RFQ an obstacle to new entrants, says FIA PTG chairman
“Historical relationships” will make it difficult for prop traders and others to make markets on Sefs, says the chairman of the Futures Industry Association’s principal traders group
Non-dealers that want to make markets on swap execution facilities (Sefs) will have to overcome the obstacle posed by request-for-quote (RFQ) trading that preserves "historical relationships" between large dealers and buy-side firms, according to Rob Creamer, president and chief executive of Geneva Trading and chairman of the Futures Industry Association's (FIA) principal traders group (PTG).
Since February 15, US market participants have been required to execute certain interest rate swaps on a Sef, which in theory allow all market participants to quote prices – opening the door to non-dealers – but the platforms are also compelled to offer two modes of trading. Central limit order books (Clobs) mimic fast-paced, exchange-style trading, in which the participant offering the best price at any one time will be at the top of a stack of competing prices – a model that is attractive to some members of the FIA PTG. RFQ trading, though, is a rough analogue of current swap trading practices, which allows clients to solicit quotes from a minimum of two selected dealers. This mode of trading is expected to be used by the vast majority of buy-side firms, especially when executing in large sizes, or blocks.
"I think there are issues with the way the RFQ rules came out," said Creamer, speaking at a Tabb Group conference in Chicago on May 6. "I understand the buy side's needs – and we have to understand what their needs are – but it makes it very difficult for principal trading firms to quote in the central limit order book adequately as market-makers when most of the activity that is occurring is between large, block players that have historical relationships. And when there is a venue side-by-side - which doesn't protect best bid and best offer and may not welcome other market-makers in the central limit order book to the party – it makes it, from the start, something that is not easy for us to get involved with in the near-term."
Creamer said the prospect of PTG firms entering interest rate swap markets on Sefs is "not going to be immediate", but he added that he hopes opportunities will emerge over time. Some dealers have been more open to changing trading practices than others, he said.

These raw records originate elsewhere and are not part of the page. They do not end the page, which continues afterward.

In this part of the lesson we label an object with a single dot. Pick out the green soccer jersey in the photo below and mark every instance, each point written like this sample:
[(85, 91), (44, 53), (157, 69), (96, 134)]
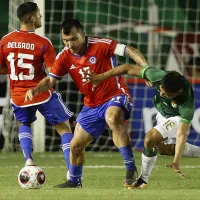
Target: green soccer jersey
[(166, 106)]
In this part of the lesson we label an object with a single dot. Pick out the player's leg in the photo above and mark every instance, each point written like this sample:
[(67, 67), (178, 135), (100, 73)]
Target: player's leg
[(115, 116), (166, 149), (190, 150), (87, 128), (163, 130), (64, 130), (57, 114), (78, 144), (25, 116)]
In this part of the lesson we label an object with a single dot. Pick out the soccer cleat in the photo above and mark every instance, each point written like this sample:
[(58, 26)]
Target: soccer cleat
[(139, 184), (131, 178), (68, 176), (69, 184), (29, 162)]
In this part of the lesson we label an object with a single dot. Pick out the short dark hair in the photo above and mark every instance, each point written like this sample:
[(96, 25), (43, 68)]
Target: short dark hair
[(173, 81), (68, 24), (25, 9)]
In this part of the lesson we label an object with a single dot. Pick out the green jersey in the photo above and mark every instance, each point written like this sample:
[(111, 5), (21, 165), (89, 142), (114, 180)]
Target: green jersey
[(166, 106)]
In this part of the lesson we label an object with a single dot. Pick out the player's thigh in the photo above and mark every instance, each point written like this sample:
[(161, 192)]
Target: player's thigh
[(91, 120), (25, 115), (63, 127), (168, 127), (166, 149), (81, 138), (55, 110), (152, 138), (118, 109)]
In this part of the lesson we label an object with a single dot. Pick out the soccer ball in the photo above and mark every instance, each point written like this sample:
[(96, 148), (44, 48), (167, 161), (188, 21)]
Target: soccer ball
[(31, 177)]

In February, Risk spoke with nine firms – including hedge funds and asset managers, high-frequency traders and proprietary trading shops – that have ambitions to compete against dealers in providing liquidity to the market. In addition, some big, sophisticated buy-side firms – including fixed-income giant, Pimco – are exploring the possibility of using Clobs rather than RFQ.
I understand the buy side's needs... but it makes it very difficult for principal trading firms to quote in the central limit order book adequately
"There are some players in the industry pushing things forward in a way that gives me hope and a little bit of optimism that things will trade in a dynamic way with transparency in the central limit order book," Creamer said. "There are a lot of things changing quickly on this. I have had meetings with people where I was pleasantly surprised at how far they have gone in breaking ranks with the establishment, realising that this method of trading will eventually become the norm."